Have you considered the spiritual aspects of robotics? As technology becomes a bigger influence in our lives, how we use robots and other devices will be essential to our evolution. Have you taken the time to contemplate the spiritual aspects of modern technology and what to do with it?
Robotics and other technologies are neither good nor bad. They merely allow us to make choices. There is no doubt that technology opens the doors to new frontiers and gives us more time to pursue activities beyond “making a living.” The choice of how we use the tools and our time determines the spiritual pros and cons.
The possibilities for our destruction are clearly envisioned in movies like The Terminator and Ex Machina. The potentials portrayed in movies like these are not farfetched. However, the more important issue is whether we allow ourselves to lose our spirituality in the pursuit of cool tech and less to do.
Isaac Asimov’s Future Vision of Robotics
Isaac Asimov began writing about the potential of positronic robotics and space exploration way back in 1939. His concepts are still brilliant and are rapidly becoming our reality. While he wrote of the dangers connected to robotics in books like I, Robot, he also suggested other potential pros and cons.
In his novel The Naked Sun, Asimov created the planet Solaria where robots outnumbered humans by a huge percentage. Robots had taken over all “work” on Solaria, and human beings had to decide how to use their time.
The upside was that the people of Solaria were motivated to expand themselves. Whether they chose science, art, literary, or physical skills, Solarians used their time for personal evolution. On the opposite end of the spectrum is the example in the movie WALL-E. In WALL-E, human beings on the spaceship Axiom became total couch potatoes when they had nothing to do. As a result of the lack of activity, they could hardly walk and followed directions like sheep.
The downside of life on Solaria was isolation and fear of personal contact. Because most interaction was now with the robots that served them, human beings rarely connected in person and felt contaminated by physical touch. Communications were “on-screen,” and an appropriate distance was maintained when humans had to be in the same location for some reason. As a result, even marital partners met only long enough to procreate and then separated quickly. What is the fun in that?
It has already been hypothesized that robots will become our entire workforce in a short period of time. Humans will not have jobs but will get monthly stipends from the government for support. We will have the same choices as the citizens of the fictional planet Solaria or the spaceship Axiom.
It’s not the what; it’s the why.
The spiritual aspects of any of our choices come down to “it’s not the what, it’s the why.” It is not what we choose to do but why we choose to do it. The motivations behind our choices are the keys to our evolution or our stagnation. Evolution or stagnation is the question we each must ask relative to the coming robotic craze.

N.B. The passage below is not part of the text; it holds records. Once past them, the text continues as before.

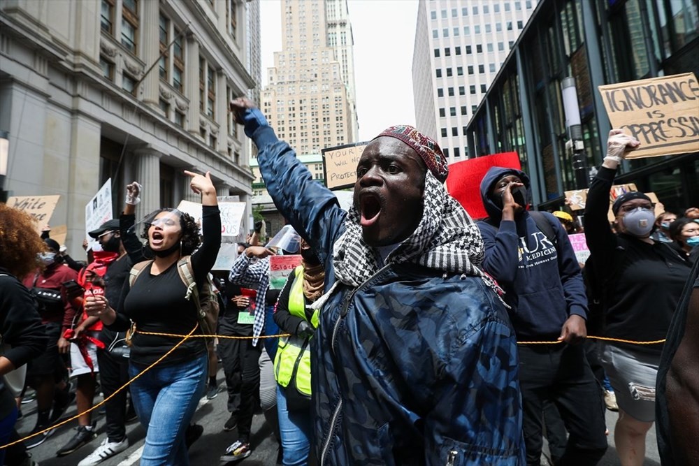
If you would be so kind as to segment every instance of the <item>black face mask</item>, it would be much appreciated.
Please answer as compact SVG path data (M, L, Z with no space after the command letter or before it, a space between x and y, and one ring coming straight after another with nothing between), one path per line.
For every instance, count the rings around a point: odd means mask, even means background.
M112 238L109 238L109 241L102 245L102 249L107 252L119 252L121 242L121 238L113 234Z
M308 249L301 249L301 257L303 258L303 261L309 265L317 265L320 263L318 256L310 247Z
M181 242L178 241L177 242L175 242L174 245L173 245L166 249L164 249L163 251L153 251L153 254L157 256L158 257L167 257L168 256L173 254L175 251L179 251L180 245L181 245ZM152 249L151 249L151 251L152 251Z

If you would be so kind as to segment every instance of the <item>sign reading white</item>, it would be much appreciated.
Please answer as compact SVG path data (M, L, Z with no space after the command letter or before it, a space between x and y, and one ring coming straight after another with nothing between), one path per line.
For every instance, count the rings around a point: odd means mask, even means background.
M97 194L85 205L85 238L87 238L87 249L100 251L99 242L87 234L96 230L100 225L112 217L112 179L108 180Z

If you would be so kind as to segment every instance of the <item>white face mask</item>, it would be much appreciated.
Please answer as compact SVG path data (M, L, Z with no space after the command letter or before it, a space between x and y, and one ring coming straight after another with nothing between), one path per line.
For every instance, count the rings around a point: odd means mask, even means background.
M621 221L629 235L645 238L653 229L654 219L655 213L652 210L639 207L624 214Z
M56 261L55 252L40 252L37 256L45 265L50 265Z

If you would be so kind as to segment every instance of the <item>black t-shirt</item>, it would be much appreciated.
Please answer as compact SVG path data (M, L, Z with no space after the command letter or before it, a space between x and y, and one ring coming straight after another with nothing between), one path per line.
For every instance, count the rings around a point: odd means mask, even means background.
M198 284L204 282L221 246L221 217L217 206L203 206L202 224L203 241L192 256L194 279ZM187 286L180 277L178 263L157 275L151 273L152 267L152 263L150 263L143 268L133 288L129 286L128 279L124 282L124 298L117 310L117 319L109 328L125 330L130 325L130 319L142 332L187 335L198 323L197 310L196 304L185 298ZM180 340L137 331L131 342L131 361L143 365L152 364ZM160 364L169 365L189 361L206 352L203 338L190 338Z

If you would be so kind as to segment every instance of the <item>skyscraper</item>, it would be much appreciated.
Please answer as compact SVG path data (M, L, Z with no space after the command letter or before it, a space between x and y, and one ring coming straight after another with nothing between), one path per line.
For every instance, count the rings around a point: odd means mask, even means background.
M284 0L281 8L282 50L268 69L262 111L299 154L354 142L354 73L343 73L343 67L353 68L346 0Z
M412 59L417 127L449 161L468 157L466 129L537 0L420 0Z

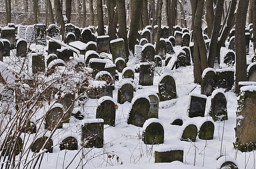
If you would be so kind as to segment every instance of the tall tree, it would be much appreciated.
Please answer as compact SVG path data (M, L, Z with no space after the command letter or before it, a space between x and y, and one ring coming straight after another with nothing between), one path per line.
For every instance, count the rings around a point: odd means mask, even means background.
M249 0L239 0L237 10L235 26L235 91L240 92L238 83L247 81L245 49L245 24Z

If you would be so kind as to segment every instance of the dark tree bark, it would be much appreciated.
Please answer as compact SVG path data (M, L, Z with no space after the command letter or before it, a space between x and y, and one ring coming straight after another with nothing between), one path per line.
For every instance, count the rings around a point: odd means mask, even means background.
M103 20L102 0L97 0L97 15L98 19L98 35L104 35L104 22Z
M126 55L126 62L128 62L129 56L129 48L128 47L128 40L127 39L125 0L117 0L116 3L119 23L118 34L120 38L124 39Z
M192 6L196 7L194 25L193 29L194 39L194 82L201 84L202 73L207 68L206 47L204 43L202 30L202 16L203 15L204 0L193 0ZM196 3L196 4L195 4ZM195 12L195 11L194 11Z
M237 10L235 30L235 91L240 92L238 82L247 81L245 49L245 24L249 0L240 0Z
M220 34L220 31L222 28L221 25L224 0L218 0L217 4L216 12L214 17L214 24L212 33L211 43L209 47L209 56L208 65L209 68L213 68L215 60L217 60L217 43L218 38Z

Are you blindly trusting whoever is programming this technology? Are their motivations personal, corporate, and political profit and gain or the highest good of humanity?
Do you believe that artificial intelligence, computer-generated thought, knows what is best for human evolution? Especially our spiritual evolution and expansion?

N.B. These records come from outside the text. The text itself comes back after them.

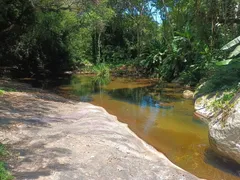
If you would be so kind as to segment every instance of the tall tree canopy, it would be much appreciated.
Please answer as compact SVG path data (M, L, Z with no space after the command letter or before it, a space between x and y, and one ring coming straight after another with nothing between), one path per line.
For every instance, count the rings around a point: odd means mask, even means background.
M33 77L130 63L196 83L227 59L239 24L237 0L3 0L0 66Z

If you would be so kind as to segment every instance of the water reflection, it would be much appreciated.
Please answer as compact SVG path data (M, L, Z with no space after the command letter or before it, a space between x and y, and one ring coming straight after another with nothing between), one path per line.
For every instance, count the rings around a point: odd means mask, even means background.
M239 179L239 166L222 163L208 150L207 126L193 115L193 102L182 99L180 86L74 77L61 88L104 107L185 170L206 179Z

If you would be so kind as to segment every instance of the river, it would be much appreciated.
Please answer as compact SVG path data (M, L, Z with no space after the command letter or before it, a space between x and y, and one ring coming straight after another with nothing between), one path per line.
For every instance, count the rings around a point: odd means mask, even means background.
M239 180L239 165L211 151L207 125L194 116L192 100L178 84L149 79L112 78L102 85L92 76L73 76L58 92L104 107L173 163L211 180Z

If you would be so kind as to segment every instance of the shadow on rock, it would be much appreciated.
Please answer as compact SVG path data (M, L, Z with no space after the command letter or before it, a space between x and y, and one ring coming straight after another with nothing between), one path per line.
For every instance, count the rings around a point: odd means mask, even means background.
M240 177L240 164L219 156L211 149L205 151L204 161L221 171Z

If you had no “job,” what would you choose to do with your time? Would you take classes on subjects of interest? Take up cycling or tennis to improve your physical body? Walk in nature and connect? Pursue spiritual studies and meditate? Do volunteer work needed in your community? Start creative hobbies?
Or, would you end up like the people on board the Axiom? Would you stagnate or would you choose the spiritual aspects of what technology can offer? How would you keep yourself motivated to evolve and expand when it can be so enticing to do nothing?
The Beginning or the End?
In the United States and other parts of the world, we need more time to relax and pursue activities that make our hearts sing. We get so wrapped up in our jobs as our identities or the in need to make a living that we easily become exhausted and retreat to our televisions, computers, and social media. We want machines to do it for us, so we do not have to.
One of the signs of a collapsing civilization has always been its dependence on new technology because the people begin to give their power to it. Atlantis destroyed itself with crystal technology. Many scientists, starting with Stephen Hawking, believe we are on the verge of doing the same thing. What are the spiritual aspects of what we see as “great advancements”?
A technologically advanced society does not mean a spiritually advanced society. Technological is the outer world, not the inner world. It is the expansion of the physical illusion, not the expansion of our unlimited spiritual power. Building a machine that allows us to levitate or read minds is not the same as mastering the illusion and learning to do these things without the aid of physical equipment.
Any form of technology is just a tool. Robots are just tools. The question is whether we use the tools or whether we let the tools use us. Are we ready to stand in our power and make choices for our highest good, or are we going to roll over in the technological tide?
“Great advancements” require us to use high levels of spiritual consciousness and awareness if they are to be our beginning instead of our end. What will you do with the future? What questions will you ask, and what choices will you make?